SLOAN | Colorado’s progressives may yet have a progressive tax in store for us

If anything is holding Colorado’s business community and economists back from paroxysms of despair, it is the realization that whatever else might happen, there yet exist a few systemic checks tethering the state to fiscal solid ground – the balanced budget requirement, the Taxpayer’s Bill of Rights, and the flat income tax.
There hasn’t been much of a concerted effort to do away with the balanced budget, as an argument in favor of the state spending more than it takes in struggles for a public constituency. But the contempt which the left feels for the limitations of the other two provisions is harder to suppress, and it is therefore perfectly reasonable to expect some effort to revamp the state’s tax structure.
Not all reforms are injurious; the bi-partisan effort to repair and simplify the state’s labyrinthian sales tax system is gaining significant traction and is seeing much-needed progress this session. But ideologically-driven tax changes, geared less toward simplification and more toward a redistributive function, are the stuff of economic nightmares.
There is not much indication of where the new administration wishes to take tax policy; we know, historically, that the governor is in some ways sympathetic to supply-side economic teaching – that reducing the overhead on business is the key to economic growth; and that he concurrently possesses a distaste for tax “expenditures,” the curious term used to describe mechanisms in tax policy to allow individuals and businesses to keep more of their money. That the tax code should not be used to manipulate behavior is an eminently defensible position, but it is vulnerable to interpretational latitude; is there, for instance, any behavior or outcome which enjoys such universal sanction as to warrant the use of tax credits? The education of our young and provision of family leave would appear worthy candidates for the impartial efficacy of that mechanism. Similarly, distinctions ought to be made between those deductions and exemptions which simply offset the cost of doing business, and those which are designed to circumvent the marketplace. The latter are especially tempting to those who view with affection the functionality of government in the day-to-day operation of the economy.
None of which offers any concrete insights as to what may yet await the state’s tax structure. We do know of the left’s engrained antipathy towards structural limitations on government encroachment, and the repeated and ongoing attempts to repeal TABOR – either piecemeal, or in one fell swoop as a ballot initiative. But what else might be floating about?
With Colorado’s newfound affection for deferring to other states on public matters it may be worthwhile to turn a fearful gaze toward Illinois. This month, that state’s Democratic Governor, J.B. Pritzker, unveiled his “fair tax” proposal. Illinois currently imposes a 4.95 percent flat income tax rate on its citizens, about the last contact with fiscal sanity left in the state. Pritzker’s plan would slightly reduce rates for taxpayers earning less than $100,000 – to 4.75 percent for those earning under $10,000, and to 4.9 percent between $10,000 and $100,000. Up to $250,000, the 4.95 percent rate stays the same, but above that it shoots up to 7.75 percent. The new top rate, for those making $1 million or more, would be 7.95 percent. As a Wall Street Journal editorial pointed out last weekend, the top rate on the $1 million earners is even worse than it looks, since it is to be applied to every one of those 1 million dollars, not just the marginal ones.

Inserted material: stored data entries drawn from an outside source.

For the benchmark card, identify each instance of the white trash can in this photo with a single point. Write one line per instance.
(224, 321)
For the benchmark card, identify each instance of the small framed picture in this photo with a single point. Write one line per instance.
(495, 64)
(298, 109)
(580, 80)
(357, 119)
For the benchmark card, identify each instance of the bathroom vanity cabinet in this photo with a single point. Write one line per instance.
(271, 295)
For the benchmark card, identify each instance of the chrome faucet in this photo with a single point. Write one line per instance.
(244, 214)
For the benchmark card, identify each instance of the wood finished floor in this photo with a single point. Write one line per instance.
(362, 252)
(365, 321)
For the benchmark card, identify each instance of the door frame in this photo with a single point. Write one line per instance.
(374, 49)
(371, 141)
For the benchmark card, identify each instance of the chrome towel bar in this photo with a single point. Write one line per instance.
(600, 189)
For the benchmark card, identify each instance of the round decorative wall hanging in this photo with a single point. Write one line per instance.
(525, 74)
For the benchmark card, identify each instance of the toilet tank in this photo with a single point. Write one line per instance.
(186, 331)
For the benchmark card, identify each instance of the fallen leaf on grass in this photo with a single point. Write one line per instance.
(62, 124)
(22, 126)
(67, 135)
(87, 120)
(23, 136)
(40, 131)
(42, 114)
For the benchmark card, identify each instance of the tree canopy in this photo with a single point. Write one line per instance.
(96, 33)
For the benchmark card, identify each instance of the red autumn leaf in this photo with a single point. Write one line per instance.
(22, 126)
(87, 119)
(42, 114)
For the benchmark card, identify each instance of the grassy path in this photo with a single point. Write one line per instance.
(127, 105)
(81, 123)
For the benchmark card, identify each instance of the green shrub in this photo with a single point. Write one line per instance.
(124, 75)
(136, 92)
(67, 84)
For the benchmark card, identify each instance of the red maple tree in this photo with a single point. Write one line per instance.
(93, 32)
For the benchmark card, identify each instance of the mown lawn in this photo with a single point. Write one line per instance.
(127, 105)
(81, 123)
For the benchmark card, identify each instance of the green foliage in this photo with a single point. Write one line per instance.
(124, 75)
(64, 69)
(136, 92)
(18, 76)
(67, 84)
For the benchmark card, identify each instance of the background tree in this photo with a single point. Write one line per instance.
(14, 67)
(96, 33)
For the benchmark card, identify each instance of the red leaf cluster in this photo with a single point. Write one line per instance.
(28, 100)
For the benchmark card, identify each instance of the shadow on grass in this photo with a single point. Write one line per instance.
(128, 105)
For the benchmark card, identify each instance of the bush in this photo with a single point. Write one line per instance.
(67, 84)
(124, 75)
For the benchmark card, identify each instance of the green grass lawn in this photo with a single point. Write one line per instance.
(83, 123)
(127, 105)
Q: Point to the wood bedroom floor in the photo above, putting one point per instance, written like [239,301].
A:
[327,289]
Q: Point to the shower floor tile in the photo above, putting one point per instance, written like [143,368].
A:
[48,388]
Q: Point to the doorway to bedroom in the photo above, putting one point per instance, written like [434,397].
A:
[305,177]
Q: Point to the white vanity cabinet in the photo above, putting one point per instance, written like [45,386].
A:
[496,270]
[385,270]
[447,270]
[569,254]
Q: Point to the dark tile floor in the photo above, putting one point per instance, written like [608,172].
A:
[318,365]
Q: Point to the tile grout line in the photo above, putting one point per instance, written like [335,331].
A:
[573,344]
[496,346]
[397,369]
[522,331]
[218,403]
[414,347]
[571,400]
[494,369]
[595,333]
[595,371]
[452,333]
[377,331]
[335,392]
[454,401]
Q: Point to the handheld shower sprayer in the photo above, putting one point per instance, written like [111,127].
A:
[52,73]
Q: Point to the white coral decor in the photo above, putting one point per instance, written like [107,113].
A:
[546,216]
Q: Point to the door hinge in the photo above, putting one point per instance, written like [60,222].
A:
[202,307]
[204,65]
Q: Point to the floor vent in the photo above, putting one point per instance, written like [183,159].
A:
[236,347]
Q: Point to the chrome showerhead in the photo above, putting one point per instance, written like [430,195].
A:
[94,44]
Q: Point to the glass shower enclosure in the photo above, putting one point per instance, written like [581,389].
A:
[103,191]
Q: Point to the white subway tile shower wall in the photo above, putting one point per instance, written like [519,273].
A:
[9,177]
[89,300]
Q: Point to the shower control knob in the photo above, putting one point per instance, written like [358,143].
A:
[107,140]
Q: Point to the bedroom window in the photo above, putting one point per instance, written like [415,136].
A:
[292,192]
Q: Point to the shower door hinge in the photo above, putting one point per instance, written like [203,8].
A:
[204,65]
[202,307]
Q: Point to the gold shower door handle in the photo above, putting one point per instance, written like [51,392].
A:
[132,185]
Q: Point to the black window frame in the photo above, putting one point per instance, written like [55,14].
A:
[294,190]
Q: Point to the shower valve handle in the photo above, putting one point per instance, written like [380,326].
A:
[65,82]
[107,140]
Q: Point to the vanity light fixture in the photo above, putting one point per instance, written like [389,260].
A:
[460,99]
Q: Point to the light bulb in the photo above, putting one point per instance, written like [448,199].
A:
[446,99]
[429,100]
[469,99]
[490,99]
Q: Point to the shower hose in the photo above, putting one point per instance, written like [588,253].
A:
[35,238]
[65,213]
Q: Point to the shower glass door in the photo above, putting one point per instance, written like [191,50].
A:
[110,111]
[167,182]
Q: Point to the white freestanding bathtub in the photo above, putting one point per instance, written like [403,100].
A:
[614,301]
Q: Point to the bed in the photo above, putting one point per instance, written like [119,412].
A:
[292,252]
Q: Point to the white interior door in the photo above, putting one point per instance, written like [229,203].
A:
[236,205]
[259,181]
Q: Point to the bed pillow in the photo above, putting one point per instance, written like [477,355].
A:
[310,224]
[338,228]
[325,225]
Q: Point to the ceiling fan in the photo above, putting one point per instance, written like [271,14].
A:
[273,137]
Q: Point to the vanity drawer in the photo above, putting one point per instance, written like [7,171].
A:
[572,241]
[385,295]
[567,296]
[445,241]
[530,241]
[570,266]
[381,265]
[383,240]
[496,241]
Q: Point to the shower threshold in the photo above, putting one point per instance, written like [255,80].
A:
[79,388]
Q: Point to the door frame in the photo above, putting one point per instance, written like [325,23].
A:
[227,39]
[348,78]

The Tax Foundation reports that the proposal would sink Illinois down to the bottom three among the ranks of states with the worst tax burdens. It doesn’t take much economic training or a heightened gift of foresight to predict the result – capital will flee the state, taking jobs and revenue with it.
It’s no wonder that Friedrich Hayek, in The Constitution of Liberty, described the progressive tax as “the chief source of irresponsibility of democratic action.” Pritzker’s proposal is about as clear an example as one can find of flogging a policy out of a bumper-sticker slogan – “soak the rich” – without thinking through the consequences.. Last year’s Amendment 73, blessedly defeated at the polls, was mainly an attempt to re-impose progressive income taxation on the state, and further attempts will undoubtedly be made. Attacks on TABOR must, yes, be confronted, opposed, and defeated, but we should be equally vigilant in protecting this third leg of Colorado’s economy.
Kelly Sloan is a political and public affairs consultant and recovering journalist based in Denver. He is also an energy and environmental policy fellow at Centennial Institute.